As weeks turned to months, she began to wonder how much this baby really had to do with Stavros at all. One night when she struggled toward sleep (such nights were increasingly frequent), Fern lay in her bed, miserably alert, and asked herself if she had allowed the baby to be conceived because she hoped it would create so vast a love that every other love, every foolish memory of love, even this new love, would be eclipsed. Was she so weary of endings that she was determined to make her own, far less fragile beginning, one she would share with no one so that no one could take it away?
FERN LIES ON HER LEFT SIDE (best for the baby, her books instruct), exhausted but wakeful yet again. The lights of a car move maple branches across the wall, across a painting of boats at sea. It doesn’t help that, through the wall, Dennis snores like a truck idling without a muffler. At least it obliterates any noise from the other bedroom. Tony, she knows, makes love silent as a stone—but Richard she’d take for a man of vocal, jubilant lust.
She goes downstairs for water. Returning from the kitchen, she hears Fenno’s voice: “Midnight cravings?” She looks into the living room, where the voluptuous white chairs, all vacant, cast off a neon blue.
“Out here.” His voice carries through an open window.
She steps onto the porch.

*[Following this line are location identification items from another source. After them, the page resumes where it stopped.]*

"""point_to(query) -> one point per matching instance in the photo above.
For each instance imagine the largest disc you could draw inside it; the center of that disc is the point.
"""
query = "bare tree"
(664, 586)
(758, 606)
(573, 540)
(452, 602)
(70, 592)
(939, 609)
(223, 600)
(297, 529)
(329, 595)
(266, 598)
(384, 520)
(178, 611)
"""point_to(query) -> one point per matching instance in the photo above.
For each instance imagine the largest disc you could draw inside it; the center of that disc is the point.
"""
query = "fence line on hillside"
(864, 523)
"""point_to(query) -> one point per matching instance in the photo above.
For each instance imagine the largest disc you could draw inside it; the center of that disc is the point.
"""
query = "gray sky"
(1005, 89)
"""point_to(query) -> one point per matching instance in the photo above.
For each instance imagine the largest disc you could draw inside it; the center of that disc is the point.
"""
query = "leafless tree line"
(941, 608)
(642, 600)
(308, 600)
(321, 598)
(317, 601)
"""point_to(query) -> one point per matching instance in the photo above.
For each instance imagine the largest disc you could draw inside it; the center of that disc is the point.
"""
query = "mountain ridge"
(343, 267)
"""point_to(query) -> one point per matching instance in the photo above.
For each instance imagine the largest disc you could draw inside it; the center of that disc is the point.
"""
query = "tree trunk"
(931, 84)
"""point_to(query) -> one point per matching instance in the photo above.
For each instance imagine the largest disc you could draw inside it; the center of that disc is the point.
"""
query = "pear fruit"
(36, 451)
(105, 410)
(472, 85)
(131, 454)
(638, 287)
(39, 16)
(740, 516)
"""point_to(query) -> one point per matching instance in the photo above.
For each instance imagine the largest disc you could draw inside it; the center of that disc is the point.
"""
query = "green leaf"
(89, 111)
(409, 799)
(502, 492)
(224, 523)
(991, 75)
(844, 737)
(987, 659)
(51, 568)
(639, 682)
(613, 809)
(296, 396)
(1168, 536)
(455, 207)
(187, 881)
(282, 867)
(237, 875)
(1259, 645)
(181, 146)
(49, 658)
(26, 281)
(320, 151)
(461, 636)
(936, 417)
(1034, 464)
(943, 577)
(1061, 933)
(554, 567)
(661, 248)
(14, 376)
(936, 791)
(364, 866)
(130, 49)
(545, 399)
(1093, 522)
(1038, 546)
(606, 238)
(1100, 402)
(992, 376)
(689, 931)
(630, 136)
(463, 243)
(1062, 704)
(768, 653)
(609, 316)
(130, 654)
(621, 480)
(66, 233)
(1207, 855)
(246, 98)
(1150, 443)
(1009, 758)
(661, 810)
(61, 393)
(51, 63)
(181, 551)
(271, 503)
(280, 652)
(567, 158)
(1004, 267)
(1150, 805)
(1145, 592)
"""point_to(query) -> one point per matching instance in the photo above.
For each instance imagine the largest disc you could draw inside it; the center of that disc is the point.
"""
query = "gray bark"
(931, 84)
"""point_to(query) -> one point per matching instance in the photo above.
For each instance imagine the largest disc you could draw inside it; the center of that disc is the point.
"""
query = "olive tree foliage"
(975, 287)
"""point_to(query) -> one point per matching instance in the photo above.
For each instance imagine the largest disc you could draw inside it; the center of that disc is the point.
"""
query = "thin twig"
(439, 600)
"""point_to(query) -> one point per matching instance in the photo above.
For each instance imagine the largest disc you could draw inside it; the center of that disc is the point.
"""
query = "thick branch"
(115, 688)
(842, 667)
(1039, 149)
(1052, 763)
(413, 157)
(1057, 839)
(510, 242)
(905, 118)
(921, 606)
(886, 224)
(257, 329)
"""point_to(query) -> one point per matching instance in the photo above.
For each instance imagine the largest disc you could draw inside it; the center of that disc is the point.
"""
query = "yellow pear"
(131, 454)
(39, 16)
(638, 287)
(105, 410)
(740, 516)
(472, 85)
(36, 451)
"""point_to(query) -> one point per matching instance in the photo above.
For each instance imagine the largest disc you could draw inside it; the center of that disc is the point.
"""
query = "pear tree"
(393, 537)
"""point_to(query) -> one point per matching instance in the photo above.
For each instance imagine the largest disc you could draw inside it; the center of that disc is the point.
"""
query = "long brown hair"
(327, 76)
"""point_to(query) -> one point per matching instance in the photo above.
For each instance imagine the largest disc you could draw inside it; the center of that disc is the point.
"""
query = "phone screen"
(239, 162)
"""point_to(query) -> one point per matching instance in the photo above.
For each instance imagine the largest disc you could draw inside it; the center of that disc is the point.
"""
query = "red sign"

He lies on a hammock that wasn’t there before. Well, he knows this place and its hidden possessions; she can guess, from what she’s seen, that the absent Ralph deems a hammock too scruffy or even third-worldly to suit his aesthetic. Probably a gift from a houseguest, it is not even white but as garishly colored as a macaw, even in the moonlight.
“You couldn’t sleep?” says Fern.
“Next to the human chainsaw?” He laughs quietly. “I never knew, before this visit, just what my sister-in-law endures—what she keeps in line.”